FP Alpha, a planning software that attracted attention at the 2022 T3 conference and was referenced by Bruckenstein as an interesting company to watch, announced significant enhancements to its estate planning products and said it would unbundle them from the rest of its software.
“Instead of exclusively packaging the FP Alpha platform with all 16 planning disciplines, the Estate Module will be available for purchase as a standalone product,” FP Alpha founder and CEO Andrew Altfest said in a statement. “With estate planning being incorporated more and more into the comprehensive advice process, we wanted to ensure as many advisors as possible had access to our solution.”
Bruckenstein presented T3’s first-ever lifetime achievement award to Bob Curtis, who co-founded the software company PIETech in 1997 to create MoneyGuide Pro, the most popular financial planning software among financial advisors, according to T3’s survey.
Curtis had been enjoying retirement since selling MoneyGuide to Envestnet in 2019 for $500 million, but has plans to reenter the advisor technology world. After accepting his lifetime achievement award, Curtis revealed his vision for WyzPlan, a next-generation financial planning software from PIETech.
“Financial planning is just retirement planning for a small group of people: old people who are delegators with substantial investible asserts,” Curtis said.
But only 38% of Americans have a written financial plan, he added. With WyzPlan, Curtis hopes to use technology to provide more types of planning to people of all ages and income levels.
“It will not look like anything it's expected to be, because we’re starting from scratch,” he said.
Before Curtis took the stage, the current head of MoneyGuide — Rose Palazzo, group president of Envestnet Financial Planning — introduced the ongoing investment that Envestnet is making in the software it bought.
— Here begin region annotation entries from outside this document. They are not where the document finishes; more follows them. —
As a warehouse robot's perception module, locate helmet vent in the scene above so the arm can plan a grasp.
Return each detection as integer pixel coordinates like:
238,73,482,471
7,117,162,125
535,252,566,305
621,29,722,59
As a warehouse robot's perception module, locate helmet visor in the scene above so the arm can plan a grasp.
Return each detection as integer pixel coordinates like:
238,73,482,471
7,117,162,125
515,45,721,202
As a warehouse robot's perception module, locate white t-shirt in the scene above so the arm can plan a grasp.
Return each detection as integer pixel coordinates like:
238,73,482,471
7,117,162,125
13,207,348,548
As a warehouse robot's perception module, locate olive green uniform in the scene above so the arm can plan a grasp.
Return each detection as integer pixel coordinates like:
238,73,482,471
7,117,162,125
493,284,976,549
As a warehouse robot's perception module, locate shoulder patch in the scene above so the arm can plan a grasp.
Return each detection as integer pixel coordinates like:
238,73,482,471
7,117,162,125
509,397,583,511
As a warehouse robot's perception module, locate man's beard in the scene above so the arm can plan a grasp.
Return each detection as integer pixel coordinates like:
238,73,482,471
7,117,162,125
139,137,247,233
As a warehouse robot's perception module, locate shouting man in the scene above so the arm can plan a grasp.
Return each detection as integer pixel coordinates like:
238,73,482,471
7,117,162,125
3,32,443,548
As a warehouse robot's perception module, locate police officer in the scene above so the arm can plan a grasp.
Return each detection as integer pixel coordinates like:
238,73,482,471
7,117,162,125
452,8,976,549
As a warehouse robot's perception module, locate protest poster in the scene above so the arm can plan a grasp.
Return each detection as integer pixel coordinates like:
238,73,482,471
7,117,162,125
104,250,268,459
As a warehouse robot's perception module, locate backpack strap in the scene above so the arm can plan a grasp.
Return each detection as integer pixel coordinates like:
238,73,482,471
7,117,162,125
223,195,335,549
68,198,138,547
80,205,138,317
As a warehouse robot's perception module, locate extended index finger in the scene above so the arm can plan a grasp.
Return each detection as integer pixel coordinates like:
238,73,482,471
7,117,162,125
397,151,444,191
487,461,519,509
Palazzo announced the rollout of MoneyGuide’s latest update, which includes a new goals-based planning digital workflow, an update to the software’s Monte Carlo calculations, new functionality to add health care and HSA accounts to plans, and a host of integrations to fintechs and wealth management firms.
Palazzo also showed off the latest from MoneyGuide’s prospecting center and new functionality in MoneyGuide Elite to help advisors address retirement income planning. She also teased a coming new product which will leverage Redi2, the fee billing software it acquired last year, to help advisors bill for à la carte financial planning services.
"There has arguably never been a more important time for an emphasis on financial planning, and we consistently update our offering to set the pace of planning technology,” Palazzo said. “Our goal is to make it easier for advisors to develop deeper client relationships and expand their services to all clients and prospects — regardless of their wealth, stage in life, or complexity of their finances — through digital financial planning experiences."
Additional updates from the conference included a new portfolio management suite from AdvisorEngine, the advisor fintech platform owned by Franklin Templeton. The suite unites performance reporting, rebalancing, and fee billing and other daily tasks across multiple custodial systems into a single digital dashboard.
“The modern advisor needs a sharp understanding of performance dynamics and asset data all in one place,” AdvisorEngine CEO Rich Cancro said in a statement. “Our priority is delivering a harmonized process.”
Advyzon Investment Management, the turnkey asset management program from fintech company Advyzon, also launched a new investment model marketplace it calls Nucleus, which provides unified managed accounts along with reporting and trading functionality. At launch, Nucleus will provide access to more than models.